現在は国道39号線などとして整備されている、旭川-網走間の幹線道路は、かつて「中央道路」と呼ばれ、北海道開拓が本格化した明治時代に、入植や開拓、移動や物流に不可欠なインフラとして整備された道路である。北見地域の開拓で大きな推進主体となったのは、一つは民間の移民団、もう一つは屯田兵である。両者は同じ1897(明治30)年に、当時は野付牛と呼ばれた北見の地に入植するが、これに先行して、内陸部にある北見地域への入植を円滑にするために、長大な距離(約163km)をわずか7カ月間(1891年5月~11月)という短期間に急ピッチで開削されたのが中央道路であり、この開削作業を担ったのは、釧路集治監(標茶町)から移送されてきた1200人の囚徒たちであった。彼ら囚徒の移送先である「釧路監獄網走囚徒外役所」が現在の網走刑務所の起点に他ならない。

また、観光施設として高い知名度を誇る「博物館網走監獄」は、網走刑務所の旧建造物を移築ないし再現したテーマパークであるが、施設内の展示情報の多くは中央道路開削工事で行われた囚人労働の過酷な実態を後世に伝える内容である。

鎖塚の区域

さらに、北見市端野町緋牛内(ひうしない)地区にある「鎖塚の区域」は、囚人労働の犠牲者が埋葬された塚=「土饅頭」を保存し、囚人労働の犠牲者を慰霊する碑などを置く市の指定文化財(1992年指定、指定時は合併前の端野町の文化財)である。この「鎖塚」とは、逃亡防止のために囚徒が装着させられていた鎖が埋葬場所の土饅頭から出てくるため、いつしかそう呼ばれるようになった通称である。この件の詳細は、小池喜孝著『鎖塚』を読まれたい。

常紋トンネル工事殉難者追悼碑

囚人労働は明治20年代に廃止されたが、その後を継ぐかのように行われるようになったのがタコ部屋労働である。こちらの労働者は囚人ではなく募集人夫である。彼ら募集人夫は、甘言による勧誘・前借、隔離・拘禁状態に置かれ、過酷な生活・労働を強いられた。現在の遠軽町生田原と北見市留辺蘂の境に位置する石北本線・常紋トンネルの開削工事(1912~14年)では、このタコ部屋労働が行われたとされる。1970(昭和45)年にトンネル内の補修工事で壁裏から人骨が発見されてから、地元の旧留辺蘂町では遺骨発掘・供養の取り組みが本格化し、追悼碑や殉難者之墓の建立(1980年)に結実している。なお、強制労働の犠牲者の遺骨の発掘・供養が行われていない地域は他にもまだあるとされる。

 

労働法制は何を封じているのか、絶えざる検証が必要

 

憲法や法律などの法は、その制定あるいは条文の改正によって、社会に新たなルールを打ち立てる。その際、場合によっては、新ルールの設定という積極的な側面の裏で、もう一つの機能を持たされることがある。それはすなわち、旧来の悪法・悪習を断ち切ることである。後者も法のもつ非常に重要な機能である。そして、日本社会に現在ある労働関係の諸法制は、旧来の悪法・悪習を断ち切る側面を持つ最たるものと考える。

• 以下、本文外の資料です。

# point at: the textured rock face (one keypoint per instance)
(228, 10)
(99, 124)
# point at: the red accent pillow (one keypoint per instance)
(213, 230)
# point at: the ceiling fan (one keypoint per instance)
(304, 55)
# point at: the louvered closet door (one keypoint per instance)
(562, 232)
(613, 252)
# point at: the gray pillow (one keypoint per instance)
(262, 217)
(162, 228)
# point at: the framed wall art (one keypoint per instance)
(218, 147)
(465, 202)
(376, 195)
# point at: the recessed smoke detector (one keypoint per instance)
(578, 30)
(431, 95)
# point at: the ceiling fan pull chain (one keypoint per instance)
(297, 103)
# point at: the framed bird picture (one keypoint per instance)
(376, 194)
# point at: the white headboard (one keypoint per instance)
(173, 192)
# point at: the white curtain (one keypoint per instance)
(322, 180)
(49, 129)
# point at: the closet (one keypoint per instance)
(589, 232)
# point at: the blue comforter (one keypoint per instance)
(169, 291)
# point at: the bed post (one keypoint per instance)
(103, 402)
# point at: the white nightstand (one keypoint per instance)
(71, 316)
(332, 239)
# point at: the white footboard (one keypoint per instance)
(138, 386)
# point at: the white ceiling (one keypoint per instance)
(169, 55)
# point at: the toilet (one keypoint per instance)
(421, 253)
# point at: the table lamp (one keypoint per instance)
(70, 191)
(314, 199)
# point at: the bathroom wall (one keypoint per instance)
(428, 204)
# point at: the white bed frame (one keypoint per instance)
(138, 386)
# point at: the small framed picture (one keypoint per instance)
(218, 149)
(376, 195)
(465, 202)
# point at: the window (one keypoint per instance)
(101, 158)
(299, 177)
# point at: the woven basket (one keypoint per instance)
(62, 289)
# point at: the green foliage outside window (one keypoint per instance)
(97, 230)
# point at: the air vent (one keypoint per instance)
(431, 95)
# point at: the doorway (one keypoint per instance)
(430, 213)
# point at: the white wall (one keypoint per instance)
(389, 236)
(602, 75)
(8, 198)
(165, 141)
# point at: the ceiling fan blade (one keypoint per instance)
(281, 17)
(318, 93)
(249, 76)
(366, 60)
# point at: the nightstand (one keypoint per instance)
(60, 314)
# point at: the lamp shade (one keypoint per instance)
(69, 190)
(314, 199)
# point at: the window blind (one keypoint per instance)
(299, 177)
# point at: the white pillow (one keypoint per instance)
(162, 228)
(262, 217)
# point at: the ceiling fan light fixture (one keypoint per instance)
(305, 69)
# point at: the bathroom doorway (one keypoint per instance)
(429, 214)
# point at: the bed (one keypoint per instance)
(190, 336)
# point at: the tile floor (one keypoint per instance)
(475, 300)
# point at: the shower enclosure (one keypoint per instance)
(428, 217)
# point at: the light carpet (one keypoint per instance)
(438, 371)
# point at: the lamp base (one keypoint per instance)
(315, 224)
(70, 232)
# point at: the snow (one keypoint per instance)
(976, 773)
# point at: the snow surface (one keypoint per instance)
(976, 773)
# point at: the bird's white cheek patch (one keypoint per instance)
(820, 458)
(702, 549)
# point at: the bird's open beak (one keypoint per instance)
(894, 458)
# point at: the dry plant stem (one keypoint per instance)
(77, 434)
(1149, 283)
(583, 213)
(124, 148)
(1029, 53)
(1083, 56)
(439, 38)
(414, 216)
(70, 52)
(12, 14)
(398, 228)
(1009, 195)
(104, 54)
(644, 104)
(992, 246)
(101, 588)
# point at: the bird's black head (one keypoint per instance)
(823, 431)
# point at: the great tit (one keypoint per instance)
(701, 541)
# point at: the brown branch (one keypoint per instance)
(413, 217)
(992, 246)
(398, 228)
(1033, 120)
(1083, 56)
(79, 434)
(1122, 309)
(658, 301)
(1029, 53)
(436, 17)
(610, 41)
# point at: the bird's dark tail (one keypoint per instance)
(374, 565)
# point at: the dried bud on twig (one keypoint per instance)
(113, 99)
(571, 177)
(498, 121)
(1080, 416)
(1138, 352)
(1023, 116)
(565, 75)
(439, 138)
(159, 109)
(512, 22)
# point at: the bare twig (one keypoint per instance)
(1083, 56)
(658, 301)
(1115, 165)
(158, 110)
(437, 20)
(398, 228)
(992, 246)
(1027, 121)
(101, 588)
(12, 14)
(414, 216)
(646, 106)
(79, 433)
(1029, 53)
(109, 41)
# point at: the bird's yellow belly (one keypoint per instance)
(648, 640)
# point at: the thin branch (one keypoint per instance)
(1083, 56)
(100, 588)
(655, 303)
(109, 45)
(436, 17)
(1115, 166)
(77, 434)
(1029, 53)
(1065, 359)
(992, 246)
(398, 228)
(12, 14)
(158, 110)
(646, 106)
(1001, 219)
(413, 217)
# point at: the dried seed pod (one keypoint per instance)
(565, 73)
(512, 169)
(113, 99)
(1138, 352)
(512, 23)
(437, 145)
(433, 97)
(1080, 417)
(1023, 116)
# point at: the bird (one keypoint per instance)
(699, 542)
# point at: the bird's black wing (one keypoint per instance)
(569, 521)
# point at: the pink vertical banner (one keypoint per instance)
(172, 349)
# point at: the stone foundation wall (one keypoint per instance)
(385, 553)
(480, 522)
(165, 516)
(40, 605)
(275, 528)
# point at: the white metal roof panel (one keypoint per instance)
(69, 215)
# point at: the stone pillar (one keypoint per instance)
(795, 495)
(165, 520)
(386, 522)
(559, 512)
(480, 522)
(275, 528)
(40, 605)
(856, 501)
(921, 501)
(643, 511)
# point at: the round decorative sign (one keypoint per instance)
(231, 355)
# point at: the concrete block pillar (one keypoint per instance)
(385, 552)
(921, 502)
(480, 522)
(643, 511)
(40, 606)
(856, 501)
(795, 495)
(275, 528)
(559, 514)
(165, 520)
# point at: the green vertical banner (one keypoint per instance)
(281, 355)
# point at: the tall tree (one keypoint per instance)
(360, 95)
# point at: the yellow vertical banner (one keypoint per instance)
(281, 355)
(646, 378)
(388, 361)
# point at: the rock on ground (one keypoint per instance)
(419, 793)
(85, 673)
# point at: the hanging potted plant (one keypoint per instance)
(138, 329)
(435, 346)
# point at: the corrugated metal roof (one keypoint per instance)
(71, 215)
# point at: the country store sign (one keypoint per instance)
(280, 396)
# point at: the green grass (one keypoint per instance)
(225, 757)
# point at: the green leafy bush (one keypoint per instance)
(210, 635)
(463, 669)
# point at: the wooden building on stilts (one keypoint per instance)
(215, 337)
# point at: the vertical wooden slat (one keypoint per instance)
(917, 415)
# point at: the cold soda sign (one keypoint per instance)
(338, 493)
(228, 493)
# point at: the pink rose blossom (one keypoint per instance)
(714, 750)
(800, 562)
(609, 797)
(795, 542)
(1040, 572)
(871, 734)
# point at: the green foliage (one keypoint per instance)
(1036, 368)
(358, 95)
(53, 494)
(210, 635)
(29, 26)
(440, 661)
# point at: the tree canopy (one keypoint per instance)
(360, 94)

あらためて言うまでもなく、日本の現行の労働法制の根本には、「日本国憲法」第27条・第28条で謳われる勤労権や労働基本権(団結権、団体行動権、団体交渉権)の保障がある。同条は、様々な理念を謳う憲法の中で、第3章(国民の権利及び義務)に含まれる。「基本的人権の尊重」を三大原理の一つとする「日本国憲法」の中で、勤労権や労働基本権は、尊重されるべき基本的人権の態様として明記・保障されている。

また、世界史上、基本的人権の概念は、自由権と参政権から始まり、その後、平等権、社会権を追加するかたちで発展してきた。上記の勤労権や労働基本権は、このうちの社会権に属する。憲法学における社会権の定義は以下のとおり。すなわち、「とくに第二次世界大戦後、(中略)資本主義の高度化に伴って生じた失業、貧困、労働条件の悪化などの弊害から社会的・経済的な弱者を守るために国家権力の積極的な施策ないし給付を求めることのできる権利を(基本的人権に)含むようになった」(芦部信喜著『憲法学(Ⅱ)人権総論』19~20ページより引用)。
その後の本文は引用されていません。